A simplified baked tofu-bite recipe served on a bed of leafy romaine, spritzed with raspberry vinaigrette, and garnished with fresh sliced strawberries.
Lay tofu slices onto several layers of paper towel; top with more paper towel. Place something heavy onto the tofu to squeeze excess water from the tofu; let sit until the tofu is drained, 20 to 30 minutes.
Preheat oven to 375 degrees F (190 degrees C). Prepare a baking sheet with cooking spray.

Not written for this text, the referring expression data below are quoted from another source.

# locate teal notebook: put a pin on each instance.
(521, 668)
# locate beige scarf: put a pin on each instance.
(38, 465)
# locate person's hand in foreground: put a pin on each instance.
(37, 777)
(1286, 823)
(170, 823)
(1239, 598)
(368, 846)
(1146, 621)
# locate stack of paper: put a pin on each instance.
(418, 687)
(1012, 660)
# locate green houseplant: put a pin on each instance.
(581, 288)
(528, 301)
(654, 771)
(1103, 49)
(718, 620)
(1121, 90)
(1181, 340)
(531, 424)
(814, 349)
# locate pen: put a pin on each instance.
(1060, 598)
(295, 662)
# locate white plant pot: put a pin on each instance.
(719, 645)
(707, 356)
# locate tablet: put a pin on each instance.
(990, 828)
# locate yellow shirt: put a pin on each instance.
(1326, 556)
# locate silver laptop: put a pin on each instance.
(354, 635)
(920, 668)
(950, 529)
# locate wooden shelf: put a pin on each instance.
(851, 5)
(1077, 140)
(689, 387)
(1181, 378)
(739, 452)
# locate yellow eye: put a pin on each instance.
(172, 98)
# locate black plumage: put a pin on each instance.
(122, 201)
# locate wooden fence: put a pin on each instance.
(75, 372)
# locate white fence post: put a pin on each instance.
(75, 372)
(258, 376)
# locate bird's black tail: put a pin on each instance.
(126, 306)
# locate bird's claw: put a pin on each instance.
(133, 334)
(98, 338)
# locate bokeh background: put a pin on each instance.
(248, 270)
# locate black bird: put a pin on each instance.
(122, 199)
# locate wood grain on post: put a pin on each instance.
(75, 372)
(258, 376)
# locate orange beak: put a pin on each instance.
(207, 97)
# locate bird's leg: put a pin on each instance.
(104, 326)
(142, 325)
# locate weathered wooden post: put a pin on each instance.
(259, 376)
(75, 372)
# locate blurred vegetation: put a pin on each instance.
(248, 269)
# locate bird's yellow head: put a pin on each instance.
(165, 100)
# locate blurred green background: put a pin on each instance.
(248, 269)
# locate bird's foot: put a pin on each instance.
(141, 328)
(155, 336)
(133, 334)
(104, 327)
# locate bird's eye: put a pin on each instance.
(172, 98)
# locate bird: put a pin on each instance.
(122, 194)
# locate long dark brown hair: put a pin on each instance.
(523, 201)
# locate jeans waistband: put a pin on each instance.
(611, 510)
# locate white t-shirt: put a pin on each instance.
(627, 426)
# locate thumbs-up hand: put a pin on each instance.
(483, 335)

Stir teriyaki sauce, sesame seeds, garlic, hot sauce, and sugar together in a bowl. Cut pressed tofu into 1/2-inch cubes and add to teriyaki sauce mixture; stir gently to coat. Cover bowl with plastic wrap and marinate 5 to 10 minutes.
Spread tofu onto prepared baking sheet and bake in preheated oven for 15 minutes, flip, and continue baking until golden brown, about 15 minutes more.
Prepare a bed of romaine lettuce on a salad platter. Arrange strawberry slices around the edge of the lettuce bed. Spritz or drizzle raspberry vinaigrette over the lettuce. Pile warm baked tofu onto the lettuce.
Per Serving: 173 calories; protein 12.8g; carbohydrates 17.7g; fat 6.9g; sodium 1636.2mg.